Eventually, after being subjected to numerous legal challenges (including a highly unusual stay issued by the U.S. Supreme Court),[18] the CPP was replaced when the EPA implemented the Affordable Clean Energy (ACE) rule in 2019, correcting much of the EPA’s earlier overreach.[19] The ACE rule itself was vacated by the U.S. Court of Appeals for the D.C. Circuit in 2021.[20] Then EPA Administrator Michael S. Regan told members of the Senate Environment and Public Works Committee in February 2021 that the Biden administration would not attempt to reimplement the CPP.[21]

All of that history and conflict appears to have weighed heavily on the minds of climate change policy advocates and helped shape their strategies going forward. They are now pursuing the same policy goals that have been rejected by Congress and repealed and replaced by the EPA through other regulatory agencies—including the Securities and Exchange Commission, the Department of the Treasury, the Federal Reserve, and other finance-related entities.

The effort to target alleged climate risks in investing via SEC regulations bears an uncanny resemblance to the effort launched under the Obama administration to target “high-risk” customers in the banking industry. Operation Choke Point, as it was known, demonized legal businesses in politically disfavored industries, negatively affecting their ability to access financial services. This multi-agency effort by the Department of Justice, Office of the Comptroller of the Currency, and Federal Deposit Insurance Corporation, among others, went after businesses, like firearms, against which activists and members of Congress had repeatedly tried, and failed, to target legislatively. As the Competitive Enterprise Institute’s Iain Murray wrote in 2014, “Shifting the costs onto supervised bodies is not an acceptable principle of governance. Businesses need to be allowed to make their own business decisions without the threat of being required by their regulators to do their job for them.”[22]

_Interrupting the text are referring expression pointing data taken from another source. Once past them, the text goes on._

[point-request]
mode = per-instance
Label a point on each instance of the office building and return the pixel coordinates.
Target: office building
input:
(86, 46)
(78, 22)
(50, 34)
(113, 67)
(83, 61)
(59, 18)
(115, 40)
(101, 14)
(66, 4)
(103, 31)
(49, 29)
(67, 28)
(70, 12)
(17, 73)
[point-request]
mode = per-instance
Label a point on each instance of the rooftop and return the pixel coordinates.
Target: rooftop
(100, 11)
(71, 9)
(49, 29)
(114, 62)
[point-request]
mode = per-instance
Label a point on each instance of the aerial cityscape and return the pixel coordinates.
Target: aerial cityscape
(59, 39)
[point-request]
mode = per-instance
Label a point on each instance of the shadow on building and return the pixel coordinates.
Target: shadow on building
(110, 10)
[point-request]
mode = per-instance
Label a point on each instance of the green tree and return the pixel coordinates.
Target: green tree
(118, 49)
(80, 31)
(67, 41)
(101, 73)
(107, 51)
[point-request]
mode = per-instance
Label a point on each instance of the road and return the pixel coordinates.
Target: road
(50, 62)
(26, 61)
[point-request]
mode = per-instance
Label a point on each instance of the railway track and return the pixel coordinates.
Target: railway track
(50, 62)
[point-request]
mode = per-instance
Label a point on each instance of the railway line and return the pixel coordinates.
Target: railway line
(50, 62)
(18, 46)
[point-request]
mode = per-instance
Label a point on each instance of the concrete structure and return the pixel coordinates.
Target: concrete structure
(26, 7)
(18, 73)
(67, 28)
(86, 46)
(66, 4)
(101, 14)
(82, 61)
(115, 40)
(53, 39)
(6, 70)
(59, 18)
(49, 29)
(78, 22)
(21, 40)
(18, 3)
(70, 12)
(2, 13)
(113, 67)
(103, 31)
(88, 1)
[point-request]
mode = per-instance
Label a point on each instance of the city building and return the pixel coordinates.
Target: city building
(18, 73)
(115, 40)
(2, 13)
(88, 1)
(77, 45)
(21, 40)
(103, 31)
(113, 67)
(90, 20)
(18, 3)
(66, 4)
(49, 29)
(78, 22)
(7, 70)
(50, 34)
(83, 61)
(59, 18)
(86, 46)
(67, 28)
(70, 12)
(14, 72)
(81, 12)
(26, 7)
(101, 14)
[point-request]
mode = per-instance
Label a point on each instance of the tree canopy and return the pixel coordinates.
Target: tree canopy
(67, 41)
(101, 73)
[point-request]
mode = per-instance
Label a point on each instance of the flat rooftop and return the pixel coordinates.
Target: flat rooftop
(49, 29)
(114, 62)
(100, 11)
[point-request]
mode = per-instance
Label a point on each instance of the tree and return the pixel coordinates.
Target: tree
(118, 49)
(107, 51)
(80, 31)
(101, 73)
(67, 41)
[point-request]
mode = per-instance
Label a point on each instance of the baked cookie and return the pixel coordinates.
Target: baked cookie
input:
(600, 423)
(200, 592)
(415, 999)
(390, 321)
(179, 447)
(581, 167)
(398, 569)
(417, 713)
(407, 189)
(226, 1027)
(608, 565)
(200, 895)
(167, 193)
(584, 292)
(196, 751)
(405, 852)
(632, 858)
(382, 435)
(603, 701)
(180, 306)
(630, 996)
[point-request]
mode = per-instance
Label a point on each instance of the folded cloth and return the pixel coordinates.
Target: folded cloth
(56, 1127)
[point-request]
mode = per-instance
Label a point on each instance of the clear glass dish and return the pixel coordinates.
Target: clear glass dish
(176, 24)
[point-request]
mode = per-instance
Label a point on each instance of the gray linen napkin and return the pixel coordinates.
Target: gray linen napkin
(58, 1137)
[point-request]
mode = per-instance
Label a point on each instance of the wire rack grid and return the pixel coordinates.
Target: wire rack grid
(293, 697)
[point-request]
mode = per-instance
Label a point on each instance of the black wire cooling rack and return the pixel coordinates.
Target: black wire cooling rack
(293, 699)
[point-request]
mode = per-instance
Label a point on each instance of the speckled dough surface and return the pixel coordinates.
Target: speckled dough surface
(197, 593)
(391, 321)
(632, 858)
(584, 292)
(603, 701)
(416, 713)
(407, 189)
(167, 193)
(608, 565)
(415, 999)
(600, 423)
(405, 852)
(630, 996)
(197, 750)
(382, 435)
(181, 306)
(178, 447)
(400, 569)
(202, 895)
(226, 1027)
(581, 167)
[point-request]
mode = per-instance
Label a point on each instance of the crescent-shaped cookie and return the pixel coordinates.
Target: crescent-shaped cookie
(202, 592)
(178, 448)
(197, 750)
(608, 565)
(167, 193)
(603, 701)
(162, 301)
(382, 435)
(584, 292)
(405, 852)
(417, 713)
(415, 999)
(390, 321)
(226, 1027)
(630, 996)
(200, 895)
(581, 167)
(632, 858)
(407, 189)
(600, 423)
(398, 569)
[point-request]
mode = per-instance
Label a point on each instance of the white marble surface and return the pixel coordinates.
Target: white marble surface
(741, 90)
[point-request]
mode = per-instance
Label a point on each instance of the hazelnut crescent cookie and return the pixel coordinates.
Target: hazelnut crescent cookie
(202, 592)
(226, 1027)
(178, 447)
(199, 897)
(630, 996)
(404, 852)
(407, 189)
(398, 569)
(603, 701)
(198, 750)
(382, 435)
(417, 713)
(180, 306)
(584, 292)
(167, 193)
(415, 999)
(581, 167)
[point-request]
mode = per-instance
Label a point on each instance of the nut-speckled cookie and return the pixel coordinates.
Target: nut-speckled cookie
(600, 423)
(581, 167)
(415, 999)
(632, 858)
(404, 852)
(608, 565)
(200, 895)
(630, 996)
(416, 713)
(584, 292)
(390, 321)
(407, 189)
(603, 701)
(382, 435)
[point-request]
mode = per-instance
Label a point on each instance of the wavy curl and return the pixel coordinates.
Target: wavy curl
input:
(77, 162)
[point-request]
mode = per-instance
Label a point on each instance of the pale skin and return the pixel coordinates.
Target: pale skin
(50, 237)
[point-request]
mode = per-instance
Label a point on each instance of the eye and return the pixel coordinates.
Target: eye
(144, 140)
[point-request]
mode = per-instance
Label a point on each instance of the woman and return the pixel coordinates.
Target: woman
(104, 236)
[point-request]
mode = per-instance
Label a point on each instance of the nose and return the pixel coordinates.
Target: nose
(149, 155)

This leaves a close observer with the impression that any proposed rulemaking arising out of the process proposed by the SEC will simply be more climate change activism in a finance regulation wrapper, rather than a serious effort to foster better price discovery or remedy any real damage to investors. To the extent that the SEC’s current leadership is genuinely pursuing the latter, it should explicitly dedicate any resulting rules to maximizing market efficiency and risk-adjusted market returns to investors, not seek to minimize environmental metrics like greenhouse gas emissions. If this is really about financial risk, a future notice of proposed rulemaking should make that clear.